The test substance (molecular weight of 694 g/mol) is a yellow solid. The water solubility (deionised water) is below 0.05 mg/L and its fat solubility between 0.23 and 0.5 mg/L. The calculated log Pow is therefore 1.03. The melting point is above 300 °C, which excludes vaporization of the test material. Examination of the particle size distribution revealed that 99.5 % are <100 µm, 42.9% <10 µm and 10.4% <4 µm.



In regard to the poor water solubility and the absence of hydrolysable groups, the test substance cannot undergo pH-dependent hydrolysis in the stomach. Due to the high molecular weight (>500 g/mol) gastrointestinal absorption is very limited. As it does not bear resemblance to fatty acids, uptake via micelles with bile acids is unlikely. In line with this, no mortalities or clinical signs of toxicity were observed in doses up to 10000 mg/kg bw in an acute oral toxicity study, indicating primarily a very low level of oral toxicity. The NOAEL in male and female rats in a subacute oral repeated dose study is considered to be at the limit dose of 1000 mg/kg bw.


Based on the large molecular size, dermal uptake is unlikely. Skin penetration is expected to be marginally based on a model calculation (Fitzpatrick et al., 2004). However, the reliability of the calculation is limited for nanomaterials since it is based on molecular weight and log Kow and the log Kow is not determinable for nanomaterials. However, in an acute dermal toxicity study, rats were administered up to 2500 mg/kg bw of the test substance. No mortalities or clinical signs of toxicity were observed, indicating a very low level of dermal toxicity.

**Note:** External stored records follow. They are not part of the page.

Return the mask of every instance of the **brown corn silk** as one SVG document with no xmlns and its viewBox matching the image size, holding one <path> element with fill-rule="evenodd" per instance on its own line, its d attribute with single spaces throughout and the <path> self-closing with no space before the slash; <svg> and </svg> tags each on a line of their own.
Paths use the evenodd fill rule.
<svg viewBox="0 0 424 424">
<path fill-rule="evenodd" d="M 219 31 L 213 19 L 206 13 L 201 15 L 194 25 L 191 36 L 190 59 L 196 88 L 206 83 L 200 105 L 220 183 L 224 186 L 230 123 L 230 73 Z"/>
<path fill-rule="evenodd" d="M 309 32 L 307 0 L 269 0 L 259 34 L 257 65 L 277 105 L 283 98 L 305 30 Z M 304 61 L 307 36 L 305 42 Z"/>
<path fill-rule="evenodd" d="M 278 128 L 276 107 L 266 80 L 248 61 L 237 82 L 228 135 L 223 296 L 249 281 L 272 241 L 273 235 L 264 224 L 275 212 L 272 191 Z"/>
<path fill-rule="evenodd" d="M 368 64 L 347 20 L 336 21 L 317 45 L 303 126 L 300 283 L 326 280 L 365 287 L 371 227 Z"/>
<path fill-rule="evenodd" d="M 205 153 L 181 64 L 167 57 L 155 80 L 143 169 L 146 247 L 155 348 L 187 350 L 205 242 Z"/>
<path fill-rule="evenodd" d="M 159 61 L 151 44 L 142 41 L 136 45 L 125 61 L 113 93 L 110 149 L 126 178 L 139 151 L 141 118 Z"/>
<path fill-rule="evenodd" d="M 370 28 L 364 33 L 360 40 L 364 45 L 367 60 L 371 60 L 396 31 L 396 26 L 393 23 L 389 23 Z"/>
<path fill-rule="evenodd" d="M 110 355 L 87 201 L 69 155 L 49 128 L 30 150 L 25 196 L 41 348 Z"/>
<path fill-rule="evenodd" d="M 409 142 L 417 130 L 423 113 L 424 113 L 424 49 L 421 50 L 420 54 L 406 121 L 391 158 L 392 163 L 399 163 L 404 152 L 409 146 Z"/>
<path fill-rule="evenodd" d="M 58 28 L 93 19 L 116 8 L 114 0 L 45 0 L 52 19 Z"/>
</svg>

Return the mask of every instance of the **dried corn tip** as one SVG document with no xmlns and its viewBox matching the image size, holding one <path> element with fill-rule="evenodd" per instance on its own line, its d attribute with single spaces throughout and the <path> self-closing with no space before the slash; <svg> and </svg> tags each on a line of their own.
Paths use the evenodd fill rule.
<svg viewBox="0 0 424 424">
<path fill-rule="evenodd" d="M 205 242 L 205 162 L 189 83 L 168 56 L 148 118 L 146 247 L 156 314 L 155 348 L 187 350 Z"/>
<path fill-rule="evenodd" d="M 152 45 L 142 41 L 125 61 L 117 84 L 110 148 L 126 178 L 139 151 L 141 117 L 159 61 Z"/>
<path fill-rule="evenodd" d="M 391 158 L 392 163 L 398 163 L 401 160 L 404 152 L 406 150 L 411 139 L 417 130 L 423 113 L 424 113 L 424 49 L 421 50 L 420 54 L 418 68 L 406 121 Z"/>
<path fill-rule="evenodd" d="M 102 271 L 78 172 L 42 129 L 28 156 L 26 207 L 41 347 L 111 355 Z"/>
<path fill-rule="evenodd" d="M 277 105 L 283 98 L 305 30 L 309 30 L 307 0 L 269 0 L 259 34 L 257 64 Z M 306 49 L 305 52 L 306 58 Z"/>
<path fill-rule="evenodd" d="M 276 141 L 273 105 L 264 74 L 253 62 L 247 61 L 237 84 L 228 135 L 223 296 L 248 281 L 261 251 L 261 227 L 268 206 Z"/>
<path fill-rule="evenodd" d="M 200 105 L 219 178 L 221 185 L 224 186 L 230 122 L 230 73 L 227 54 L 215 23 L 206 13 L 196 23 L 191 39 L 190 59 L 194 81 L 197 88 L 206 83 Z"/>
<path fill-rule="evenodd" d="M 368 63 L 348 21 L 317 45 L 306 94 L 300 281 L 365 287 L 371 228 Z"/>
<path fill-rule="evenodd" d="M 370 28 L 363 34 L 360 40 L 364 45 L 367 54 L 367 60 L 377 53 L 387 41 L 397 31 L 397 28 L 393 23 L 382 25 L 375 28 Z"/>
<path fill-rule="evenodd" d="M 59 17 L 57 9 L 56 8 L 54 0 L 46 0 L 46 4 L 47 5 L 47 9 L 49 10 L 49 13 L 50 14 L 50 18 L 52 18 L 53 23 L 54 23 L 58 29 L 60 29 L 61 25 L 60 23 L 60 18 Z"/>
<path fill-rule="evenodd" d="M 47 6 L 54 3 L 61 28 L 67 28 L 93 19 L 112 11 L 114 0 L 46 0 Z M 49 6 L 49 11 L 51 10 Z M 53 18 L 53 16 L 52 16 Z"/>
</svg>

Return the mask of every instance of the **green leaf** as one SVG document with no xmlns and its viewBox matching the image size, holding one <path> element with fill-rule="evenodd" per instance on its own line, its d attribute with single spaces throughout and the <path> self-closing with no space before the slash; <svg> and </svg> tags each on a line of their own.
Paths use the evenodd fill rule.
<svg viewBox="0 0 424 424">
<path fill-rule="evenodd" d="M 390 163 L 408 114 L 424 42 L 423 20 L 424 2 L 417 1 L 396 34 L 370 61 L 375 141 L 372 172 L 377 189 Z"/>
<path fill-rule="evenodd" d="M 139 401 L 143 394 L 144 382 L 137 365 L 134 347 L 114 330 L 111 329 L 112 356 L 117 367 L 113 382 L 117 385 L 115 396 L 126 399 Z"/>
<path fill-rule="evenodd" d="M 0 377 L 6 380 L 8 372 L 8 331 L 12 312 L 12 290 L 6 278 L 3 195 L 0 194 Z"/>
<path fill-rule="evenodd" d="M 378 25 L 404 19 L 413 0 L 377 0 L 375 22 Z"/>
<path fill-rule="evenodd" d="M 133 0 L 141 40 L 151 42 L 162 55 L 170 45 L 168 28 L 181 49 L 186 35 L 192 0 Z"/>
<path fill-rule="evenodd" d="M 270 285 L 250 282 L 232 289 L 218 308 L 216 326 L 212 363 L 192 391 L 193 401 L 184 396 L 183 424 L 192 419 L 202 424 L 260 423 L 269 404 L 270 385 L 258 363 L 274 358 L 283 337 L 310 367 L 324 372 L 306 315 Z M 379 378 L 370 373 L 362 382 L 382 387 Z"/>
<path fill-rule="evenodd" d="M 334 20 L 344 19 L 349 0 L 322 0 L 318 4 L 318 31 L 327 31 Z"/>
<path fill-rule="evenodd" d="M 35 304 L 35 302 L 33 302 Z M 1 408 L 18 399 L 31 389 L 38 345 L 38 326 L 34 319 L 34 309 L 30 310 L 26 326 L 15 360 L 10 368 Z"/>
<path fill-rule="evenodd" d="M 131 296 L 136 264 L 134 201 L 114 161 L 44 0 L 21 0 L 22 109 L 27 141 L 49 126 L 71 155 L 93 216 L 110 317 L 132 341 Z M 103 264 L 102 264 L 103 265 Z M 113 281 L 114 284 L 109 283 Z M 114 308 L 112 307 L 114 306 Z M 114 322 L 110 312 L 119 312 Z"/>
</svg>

The test substance has a very low vapor pressure. This indicates that absorption of the substance via vapor inhalation is not relevant. As the substance is a powder, inhalation of particles is possible. Inhalation exposure of male Wistar rats to dust-aerosols at concentrations of 5, 20, 60 mg/m³ of the test substance for 5 consecutive days did not cause any treatment-related systemic adverse effects. The systemic no observed adverse effect concentration (NOAEC) is therefore set above 60 mg/m³. The NOAEC for local effects is 20 mg/m³, based on increased total cell counts, absolute neutrophil, lymphocyte, monocyte, bronchial epithelial cells, total protein levels as well as γ-glutamyl transferase (GGT), lactate dehydrogenase (LDH) and alkaline phosphatase (ALP) activities, monocyte chemoattractant protein-1 (MCP-1) and cytokine-induced neutrophil chemoattractant-1 (CINC-1/IL-8) levels in BAL; increased histiocytes with intracytoplasmic yellow particles, hypertrophy/ hyperplasia of terminal bronchioles and infiltration of neutrophiles. Data from lavage and histology were consistent with the above mentioned effects. However, all effects were reversible after a 3-week recovery period. The local pulmonary effects observed are considered to appear at lung overload causing concentrations. Since no systemic toxicity was observed, no conclusion on respiratory absorption can be drawn.



No indication of uptake or reactivity was observed in any study, including acute studies, irritation, sensitization, genotoxicity and repeated dose toxicity studies.

Tests on biosolubility (static) and on dissolution kinetics (dynamic) in phagolysosomal simulant fluids were performed with the test substance to determine the persistence after uptake in cells, e.g. alveolar macrophages. These assays showed that the substance is not soluble in a static system. High biopersistence due to no dissolution (k<1ng/cm²/h) and no significant transformation in a dynamic system was seen as well, indicating that the substance is not dissolved or degraded after uptake, e.g. by alveolar macrophages.

In the unlikely case of uptake, potential metabolism might involve hydroxylation of keto-groups and phase-II reaction, i.e. substitution of chlorine by GSH.



As mentioned above, observations of yellowish stained feces in oral acute and repeated dose toxicity studies indicate that the substance is excreted unchanged via the feces. In case of gastrointestinal uptake and metabolism through hydroxylation and phase-II substitution of chlorine, it is expected that the test substance might be excreted predominantly via the urine. Overall, the test substance is not expected to accumulate in the body.


Used references:

Fitzpatrick, D., et al. (2004). "Modelling skin permeability in risk assessment-the future." Chemosphere 55 (10): 1309-14.